ざくろ



 夫のすぐ上の兄Mは小さい頃から体が弱く、四十歳近くなって、職場の私より一歳上のT子さんと夫婦になり千葉に住んでいた。

T子さんは三十歳過ぎだったが若い頃病気をして、子供の産めない体なのでそれだけにとても夫婦仲がいい。その頃にしては珍しく、T子さんは、義兄を、さん付けで呼び、法事などで会うと「歌舞伎役者みたいないい顔をしているでしょ」と嬉しそうにのろけていた。

T子さんは踊りをしているので、新しく家を作りかえる時、日本舞踊の練習が出来る一部屋を作った。劇場で発表会があった時には親類の女たちが招待され、私達がお祝いに贈った若草色の着物が飾れられていた。

六十半ばでM兄が亡くなったあと、暫くして、私が一人でT子さんの千葉の家を慰問に訪ねる。思っていたより歓迎され、初めてじっくりと嫁同士の話をした。八人兄妹だが、歳の近い夫が一番、M兄に気を配っていたという。



この家の庭に大きな石榴の木があり幾つか実がなっていた。石榴酒をつくったから持っていって、とガラス瓶に入れた石榴酒をお土産にくれた。初めてみる透明な赤色の酒は本当に綺麗だった。帰るのが遅くなってしまい、電灯のついた千葉の街を喋りながら歩き、駅まで送られて帰った。
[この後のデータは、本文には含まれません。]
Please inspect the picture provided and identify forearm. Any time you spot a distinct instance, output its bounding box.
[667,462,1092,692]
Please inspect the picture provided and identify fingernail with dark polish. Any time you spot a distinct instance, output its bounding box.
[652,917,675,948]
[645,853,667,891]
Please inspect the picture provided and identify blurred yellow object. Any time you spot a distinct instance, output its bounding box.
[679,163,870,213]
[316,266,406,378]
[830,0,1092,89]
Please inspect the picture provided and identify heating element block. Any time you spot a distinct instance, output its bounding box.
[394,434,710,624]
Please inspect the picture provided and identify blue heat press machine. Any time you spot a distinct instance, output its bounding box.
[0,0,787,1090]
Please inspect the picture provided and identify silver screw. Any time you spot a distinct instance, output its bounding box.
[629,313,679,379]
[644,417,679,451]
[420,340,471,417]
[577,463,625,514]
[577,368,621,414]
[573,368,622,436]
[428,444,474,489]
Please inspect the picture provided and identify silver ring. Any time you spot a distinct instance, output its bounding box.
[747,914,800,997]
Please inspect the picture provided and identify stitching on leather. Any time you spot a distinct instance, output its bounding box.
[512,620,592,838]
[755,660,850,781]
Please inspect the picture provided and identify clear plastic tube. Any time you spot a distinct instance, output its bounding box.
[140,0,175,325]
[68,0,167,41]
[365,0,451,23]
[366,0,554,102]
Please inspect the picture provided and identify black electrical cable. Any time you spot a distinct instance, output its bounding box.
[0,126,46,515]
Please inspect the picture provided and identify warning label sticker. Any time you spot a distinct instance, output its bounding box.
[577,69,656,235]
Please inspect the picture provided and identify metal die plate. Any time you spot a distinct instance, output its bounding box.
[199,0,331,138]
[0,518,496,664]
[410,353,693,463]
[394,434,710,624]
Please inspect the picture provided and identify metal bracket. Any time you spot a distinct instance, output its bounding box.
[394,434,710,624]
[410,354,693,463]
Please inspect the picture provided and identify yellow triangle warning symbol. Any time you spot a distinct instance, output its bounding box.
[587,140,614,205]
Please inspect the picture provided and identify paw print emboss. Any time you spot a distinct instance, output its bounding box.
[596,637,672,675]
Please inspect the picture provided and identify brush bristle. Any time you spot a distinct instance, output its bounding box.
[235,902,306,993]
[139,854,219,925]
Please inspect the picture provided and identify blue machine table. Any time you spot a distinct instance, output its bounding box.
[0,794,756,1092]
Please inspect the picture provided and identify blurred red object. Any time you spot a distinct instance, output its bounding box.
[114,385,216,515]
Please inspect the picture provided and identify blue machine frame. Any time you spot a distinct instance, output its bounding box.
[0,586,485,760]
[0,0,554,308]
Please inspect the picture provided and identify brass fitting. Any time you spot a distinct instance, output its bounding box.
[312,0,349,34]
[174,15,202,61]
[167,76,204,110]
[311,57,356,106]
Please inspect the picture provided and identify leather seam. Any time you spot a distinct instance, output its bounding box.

それから暫くしてT子さんの訃報があり、この時会ったのが最後になった。気性が合っていたので、今も生きていたら私の長電話の相手となっていただろう。
先日、水彩教室に、生徒の一人が庭のものだがと、石榴の枝を持ってきた。
早速、画材となったが、久しぶりにT子さんの、赤いお酒を思い出した。